どちらも人生の夢や哲学、行動指針、十年単位の長期目標を自分で決定し、手帳に書き込み、毎日の仕事や生活の中でそれを見返すことによって再確認と軌道修正を行なうというような考え方なのですが、これはソフトウェア工学の世界ではウォーターフォール・モデルに相当するような気がします。まずクライアントとの打ち合わせで必要な機能を洗い出し、仕様を決定し、開発、テスト&バグ取り、運用、というステップをひとつずつ順番にこなしていくもので、もし途中で問題が発覚したときにはひとつ前のステップに戻って修正を行なうというものです。ソフトウェア製品を作るのに十分な時間がかけられた時代にはそれが理想的な方法でした。

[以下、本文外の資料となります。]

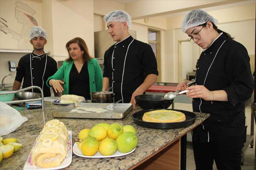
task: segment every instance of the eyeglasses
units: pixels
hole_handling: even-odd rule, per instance
[[[203,29],[204,27],[203,26],[201,29],[200,29],[200,30],[199,30],[199,31],[198,32],[191,34],[191,37],[189,38],[189,41],[191,42],[194,43],[194,41],[191,41],[191,40],[193,40],[194,38],[198,40],[200,40],[200,38],[201,38],[201,36],[199,34],[199,32],[200,32],[200,31],[201,31],[201,30],[202,30],[202,29]]]

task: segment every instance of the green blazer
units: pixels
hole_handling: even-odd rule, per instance
[[[49,84],[51,79],[61,80],[64,78],[63,94],[68,94],[69,90],[69,76],[70,70],[73,65],[74,61],[68,62],[66,61],[58,70],[55,74],[49,77],[46,82],[47,86],[51,87]],[[90,93],[95,91],[101,91],[102,90],[102,80],[103,77],[101,68],[98,63],[97,59],[92,58],[87,62],[89,79],[90,82]]]

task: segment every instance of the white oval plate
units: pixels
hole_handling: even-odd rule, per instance
[[[71,164],[72,162],[72,132],[71,131],[68,130],[68,140],[67,141],[68,148],[67,148],[67,156],[61,163],[60,165],[54,167],[49,168],[42,168],[34,164],[31,161],[31,151],[29,155],[29,157],[26,162],[23,170],[59,170],[60,169],[64,168],[67,167]],[[34,147],[36,144],[37,141],[37,138],[35,139],[35,141],[34,143],[34,145],[31,149],[31,151],[34,149]]]
[[[116,150],[116,152],[115,153],[114,153],[112,155],[110,155],[109,156],[103,156],[100,153],[99,151],[97,152],[96,154],[93,156],[85,156],[83,155],[82,153],[82,151],[79,150],[78,148],[78,146],[77,146],[77,144],[76,143],[75,143],[74,145],[73,146],[73,153],[74,154],[78,156],[82,157],[84,158],[113,158],[114,157],[118,157],[118,156],[124,156],[125,155],[128,155],[130,153],[133,152],[134,150],[135,150],[135,147],[133,150],[131,151],[131,152],[128,152],[127,153],[122,153],[121,152],[118,152],[118,151]]]
[[[83,101],[81,102],[86,102],[88,101],[88,99],[86,100],[84,100]],[[58,99],[57,100],[54,100],[53,102],[53,102],[53,103],[54,104],[56,104],[57,105],[70,105],[71,104],[73,104],[74,103],[61,103],[61,99]]]

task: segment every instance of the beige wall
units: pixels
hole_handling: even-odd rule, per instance
[[[147,21],[148,20],[148,21]],[[146,18],[145,19],[140,19],[133,20],[133,22],[143,24],[157,28],[166,30],[167,29],[167,19],[163,17],[155,17]]]
[[[33,49],[29,42],[29,33],[35,25],[24,14],[18,12],[15,14],[15,0],[0,0],[0,16],[7,22],[1,20],[8,26],[3,28],[8,34],[6,34],[0,31],[0,48],[28,50]],[[42,26],[41,3],[37,1],[20,0],[26,4],[32,10],[35,11],[35,14],[30,14],[29,10],[20,10],[23,12],[31,15],[37,22],[39,26]],[[16,17],[15,17],[16,16]],[[1,26],[4,26],[1,23]],[[12,32],[13,33],[11,33]],[[14,36],[13,36],[13,35]]]
[[[116,0],[93,0],[93,12],[95,14],[105,15],[114,10],[125,10],[125,5],[117,3]]]
[[[66,43],[79,37],[84,40],[90,54],[93,56],[93,1],[73,0],[52,2],[53,51],[51,51],[51,54],[54,56],[67,56],[65,49]]]
[[[136,0],[125,5],[125,9],[134,20],[182,12],[192,8],[237,2],[238,0]]]

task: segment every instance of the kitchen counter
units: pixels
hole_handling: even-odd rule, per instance
[[[45,104],[46,122],[54,119],[51,114],[52,110],[64,107],[50,102],[45,102]],[[182,161],[180,158],[180,153],[184,150],[184,148],[180,147],[182,136],[186,136],[189,131],[203,122],[209,117],[209,114],[195,113],[197,118],[195,123],[186,128],[159,130],[140,127],[134,122],[131,115],[140,110],[141,109],[138,107],[134,108],[122,119],[58,119],[64,123],[68,130],[72,131],[73,137],[77,137],[80,130],[84,128],[90,128],[96,123],[104,122],[109,124],[117,122],[122,125],[131,125],[135,128],[138,139],[138,145],[134,152],[126,156],[113,158],[87,159],[73,154],[72,163],[66,169],[105,170],[137,168],[140,170],[150,167],[154,167],[156,169],[157,167],[161,169],[161,166],[166,165],[171,169],[180,169],[180,161]],[[23,168],[34,142],[44,127],[41,109],[26,109],[20,112],[22,116],[27,117],[28,121],[22,125],[19,130],[2,137],[17,138],[23,146],[20,150],[15,153],[11,157],[3,160],[0,163],[1,170]],[[73,139],[73,144],[75,142]],[[186,145],[185,147],[186,149]],[[186,156],[186,153],[185,153]],[[166,156],[166,154],[168,156]],[[166,160],[165,163],[161,163],[163,162],[161,161],[163,161],[163,159]],[[159,161],[160,161],[160,163]],[[158,164],[160,166],[151,167],[154,164]]]

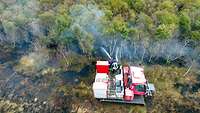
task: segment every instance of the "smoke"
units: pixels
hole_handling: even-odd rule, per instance
[[[36,28],[37,0],[3,0],[0,1],[0,42],[15,44],[30,40]],[[34,31],[34,32],[32,32]]]
[[[70,14],[73,18],[71,28],[78,27],[83,33],[92,34],[95,50],[104,47],[114,56],[119,48],[118,57],[121,60],[135,63],[177,62],[179,65],[188,66],[199,59],[200,53],[194,47],[190,47],[189,41],[176,38],[159,41],[146,38],[136,40],[131,37],[128,38],[131,40],[125,40],[120,33],[105,35],[106,26],[102,22],[105,13],[95,5],[74,5]]]

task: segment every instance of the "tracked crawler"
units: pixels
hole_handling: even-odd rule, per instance
[[[118,58],[97,61],[93,83],[94,97],[100,101],[145,104],[144,98],[153,96],[155,87],[148,83],[141,66],[121,65]],[[117,52],[116,52],[117,53]]]

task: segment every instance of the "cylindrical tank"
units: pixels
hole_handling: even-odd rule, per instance
[[[134,93],[129,88],[125,89],[124,100],[131,101],[134,98]]]

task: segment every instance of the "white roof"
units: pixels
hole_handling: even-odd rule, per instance
[[[107,90],[107,86],[108,84],[104,83],[104,82],[94,82],[93,83],[93,90]]]
[[[144,76],[144,69],[142,67],[131,66],[132,83],[144,83],[146,82]]]
[[[108,75],[106,73],[97,73],[95,76],[95,82],[106,82]]]
[[[97,61],[97,65],[109,65],[108,61]]]

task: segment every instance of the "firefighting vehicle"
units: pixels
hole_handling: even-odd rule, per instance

ところが変化の速い時代には、開発やテストの最中にクライアントの要望がどんどん変化し、仕様変更を何度も行なう必要が出てしまうことが多くなってきました。そのために近年になって注目されてきたのがXPやアジャイルという考え方のようです。仕様決定および修正/開発/テスト/アルファ版試用を数日〜数週間という短いスパンで繰り返し行なうことにより、クライアントからの新しい要求に即座に答えられるようにしようという考えです。

そういった短いスパンで目標の軌道修正を繰り返す考え方を取り入れた手帳は、見たことがありません。あえて言えば時間管理に関してはタイム・システムの手帳がそれっぽいかもしれません。ここらへんが、夢手帳に続くヒット手帳を生み出すカギになるかもしれませんよ。